Il 10 luglio, o al più tardi il 12, si saprà invece com’è andata a finire la partita dei ripescaggi in serie D. Va da sé che nel contesto di una trattativa si tratti di un passaggio determinante anche per determinare l’eventuale prezzo d’acquisto. Col passare dei giorni le situazioni critiche in serie D stanno via via prendendo forma e la lancetta delle probabilità dell’Ars et Labor pare essersi leggermente spostata verso destra. Niente che possa far aprire la bottiglia, ma coltivare qualche piccola speranza in più quello sì. Sarebbe una storia già vista a Ferrara: nuova proprietà e salto di categoria per decreto, come nell’estate 2008 quando Cesare Butelli subentrò a Gianfranco Tomasi ritrovandosi in C1 nonostante il playoff perso malamente due mesi prima contro il Portogruaro.

Se poi si vuole aggiungere un’ulteriore spruzzata di senso dell’intrigo si potrebbe rivolgere lo sguardo agli eventi in corso a Perugia, dove nel settembre 2024 si era insediata una proprietà riconducibile a Molinari e Triulzi con Javier Faroni nel ruolo di presidente. Da tempo ormai la società umbra viene data come in vendita e al centro di potenziali trattative con soggetti ancora da mettere a fuoco. Parte di una ritirata strategica nel più ampio contesto del pittoresco Monopoly del calcio italiano? Chissà. In ogni caso l’ennesima dimostrazione di come oggi i club possano diventare asset spostati qua e là senza alcuna considerazione del contesto locale, dei suoi equilibri, della sua identità.

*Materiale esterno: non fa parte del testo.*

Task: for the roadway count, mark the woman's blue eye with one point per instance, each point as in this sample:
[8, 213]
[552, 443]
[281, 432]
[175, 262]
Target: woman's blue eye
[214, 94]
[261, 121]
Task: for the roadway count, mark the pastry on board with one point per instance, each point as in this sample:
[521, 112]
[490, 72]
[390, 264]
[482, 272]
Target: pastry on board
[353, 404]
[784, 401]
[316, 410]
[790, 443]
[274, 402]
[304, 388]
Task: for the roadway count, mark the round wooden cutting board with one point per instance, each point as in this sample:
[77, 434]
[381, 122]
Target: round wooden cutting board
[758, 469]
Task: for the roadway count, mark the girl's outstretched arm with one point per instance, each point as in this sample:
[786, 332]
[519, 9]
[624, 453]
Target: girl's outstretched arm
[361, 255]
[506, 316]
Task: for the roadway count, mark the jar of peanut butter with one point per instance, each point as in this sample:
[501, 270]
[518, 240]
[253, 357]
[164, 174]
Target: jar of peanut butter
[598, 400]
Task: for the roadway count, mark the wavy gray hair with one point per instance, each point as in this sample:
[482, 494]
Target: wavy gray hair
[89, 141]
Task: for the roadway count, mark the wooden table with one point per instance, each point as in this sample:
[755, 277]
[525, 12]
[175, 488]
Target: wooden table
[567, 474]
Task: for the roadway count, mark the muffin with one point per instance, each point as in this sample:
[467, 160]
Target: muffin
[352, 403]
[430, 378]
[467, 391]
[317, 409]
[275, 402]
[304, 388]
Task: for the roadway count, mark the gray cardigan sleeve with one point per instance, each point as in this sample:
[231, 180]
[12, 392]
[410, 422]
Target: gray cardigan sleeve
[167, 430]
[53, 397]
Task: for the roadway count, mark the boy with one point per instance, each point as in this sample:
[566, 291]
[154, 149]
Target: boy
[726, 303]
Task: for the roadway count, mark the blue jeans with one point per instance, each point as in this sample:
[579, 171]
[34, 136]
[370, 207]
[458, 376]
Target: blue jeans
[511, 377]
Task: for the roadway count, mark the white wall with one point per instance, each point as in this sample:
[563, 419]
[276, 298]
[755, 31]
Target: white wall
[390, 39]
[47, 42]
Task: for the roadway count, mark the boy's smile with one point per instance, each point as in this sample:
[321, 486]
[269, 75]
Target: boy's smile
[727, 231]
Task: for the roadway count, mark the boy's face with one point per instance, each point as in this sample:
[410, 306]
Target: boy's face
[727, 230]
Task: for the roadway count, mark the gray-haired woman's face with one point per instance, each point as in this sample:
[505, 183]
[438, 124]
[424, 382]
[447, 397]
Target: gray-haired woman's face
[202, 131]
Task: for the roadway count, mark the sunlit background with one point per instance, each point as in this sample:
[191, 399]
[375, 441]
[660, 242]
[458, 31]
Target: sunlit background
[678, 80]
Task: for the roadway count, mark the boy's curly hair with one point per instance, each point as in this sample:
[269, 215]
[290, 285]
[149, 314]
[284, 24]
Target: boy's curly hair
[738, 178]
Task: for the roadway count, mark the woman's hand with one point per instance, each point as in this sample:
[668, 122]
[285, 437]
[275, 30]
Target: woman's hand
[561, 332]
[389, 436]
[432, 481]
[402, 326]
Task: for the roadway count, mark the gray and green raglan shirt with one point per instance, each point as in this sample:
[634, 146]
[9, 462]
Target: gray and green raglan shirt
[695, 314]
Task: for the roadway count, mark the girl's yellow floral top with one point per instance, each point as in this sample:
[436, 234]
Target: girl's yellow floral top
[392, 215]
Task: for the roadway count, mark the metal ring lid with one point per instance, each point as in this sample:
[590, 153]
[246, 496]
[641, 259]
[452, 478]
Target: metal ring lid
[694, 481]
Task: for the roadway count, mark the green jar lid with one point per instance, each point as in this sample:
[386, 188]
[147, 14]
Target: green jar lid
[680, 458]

E mentre accade tutto questo dove sono gli Hamrun Spartans dell’istrionico Portelli? In ritiro precampionato a Cascia, 100km da Perugia, per preparare il primo impegno europeo in Conference League previsto per il 9 luglio. Per una bizzarra coincidenza i rossoneri sono arrivati lo scorso 19 giugno al Centro Sportivo Magrelli Active e ripartiranno il primo di luglio. Lo stesso giorno in cui cominceremo ad attendere i primi annunci dei giocatori che faranno parte dell’Ars et Labor (o forse SPAL) 2026/2027. Dal chiacchiericcio nell’ambiente dei procuratori risulta che tanti dei giocatori da confermare, considerati fondamentali da mister Parlato, siano ben disponibili di rimanere a Ferrara, ma che al tempo stesso ad alcuni di loro sia stato chiesto di accettare un ingaggio ridotto.
Intanto aspettiamo il temporale di mercoledì, sperando porti con sé buone notizie. Poi si vedrà quanto rimarrà di lineare in tutto ciò che sta succedendo.